"E-mails, Computers and the Courthouse"
Joe C. HolzerHighlights Houston Association of Legal Secretaries
September 27, 1999
Published in Highlights Houston Association of Legal Secretaries, September October 1999, Vol.43, No. 3.
Joe C. Holzer (P.C.), Andrews & Kurth L.L.P., Houston Office, born Los Angeles, California, 1951; admitted to bar 1976, Texas; United States District Court for the Southern District of Texas; United States Court of Appeals for the Fifth Circuit. Education: University of California (B.A., 1973); University of Houston (J.D., 1976).
In the 1970s lawyers focused on the testimony of witnesses in preparing and trying lawsuits. In the 1980s the trickle of paper discovery soon became a flood of paper, resulting in an entirely new industry of document copying firms. This trend continued into the courtroom over the production of documents. Complex cases, and sometimes even simple cases, routinely involved the production of tens of thousands and even hundreds of thousands of pages of documents. Just to keep track of these documents, database software had to be developed. The decade commencing in the year 2000 will see a similar trend in the expansive production in court cases of electronic data consisting of e-mail and stored documents.

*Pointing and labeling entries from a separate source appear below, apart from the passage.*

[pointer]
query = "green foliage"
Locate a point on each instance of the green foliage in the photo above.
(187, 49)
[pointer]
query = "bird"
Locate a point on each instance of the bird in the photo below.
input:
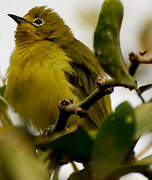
(47, 65)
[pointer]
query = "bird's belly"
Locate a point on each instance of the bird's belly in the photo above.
(36, 97)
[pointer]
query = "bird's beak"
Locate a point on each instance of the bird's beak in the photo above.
(18, 19)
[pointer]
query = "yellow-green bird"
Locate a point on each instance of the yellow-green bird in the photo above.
(49, 64)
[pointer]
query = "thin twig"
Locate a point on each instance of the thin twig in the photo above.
(67, 107)
(74, 166)
(137, 59)
(143, 151)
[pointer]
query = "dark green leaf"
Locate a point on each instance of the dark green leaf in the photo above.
(80, 175)
(2, 90)
(141, 166)
(77, 145)
(17, 157)
(145, 88)
(107, 43)
(143, 119)
(114, 141)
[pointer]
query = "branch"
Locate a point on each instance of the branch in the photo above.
(67, 107)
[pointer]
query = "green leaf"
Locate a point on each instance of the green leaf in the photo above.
(76, 144)
(4, 117)
(141, 166)
(142, 89)
(107, 43)
(3, 106)
(2, 90)
(83, 175)
(114, 140)
(17, 157)
(143, 119)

What will be the impact of this trend? Lawyers will likely see specific requests for production of the e-mail and other computer files of persons involved with the underlying facts of the case. Since e-mail fosters an informal style of communication, much like a telephone conversation, unless employees understand that their e-mail may be read to a judge and jury some day, the production of e-mail could cause unintended results in the courtroom. A telephone conversation is generally not documented, whereas e-mail, by its very nature, is well documented.
One of the better known examples of the use of internal e-mail against a party is the antitrust case filed against Microsoft by the United States. Much of the government's case has been built upon internal Microsoft e-mail—the authors of which never intended their e-mail and the thoughts contained in the e-mail to be publicized in that fashion.
Given the uncontrolled spread of e-mail, what should a company do? The first thing is that employees should know that their e-mail can be—and at some time probably will be—subject to discovery. Any statements made in e-mail could be subject to extensive postmortem review by lawyers in the event that disaster strikes and a lawsuit is filed. Even if a company has a deletion policy relating to e-mail, employees should assume that a recipient has either saved or printed the e-mail and kept a hard copy. An e-mail deletion policy should be in place, although it is never safe to assume that just because an e-mail file has been deleted that it cannot be discovered by any other means. Many files are automatically archived, and a deletion is not really a deletion until it has been overwritten by other data or information.
The same general advice applied to files that are stored electronically. All of these are fair game in a request for production. Again, if an employee would cringe at the thought of his/her files being scrutinized by opposing counsel, a jury, and the judge, then the employee should think twice about creating the file in the first instance. This is easier said than done, of course, especially when the employee is thinking of getting an edge on the competition or closing a deal.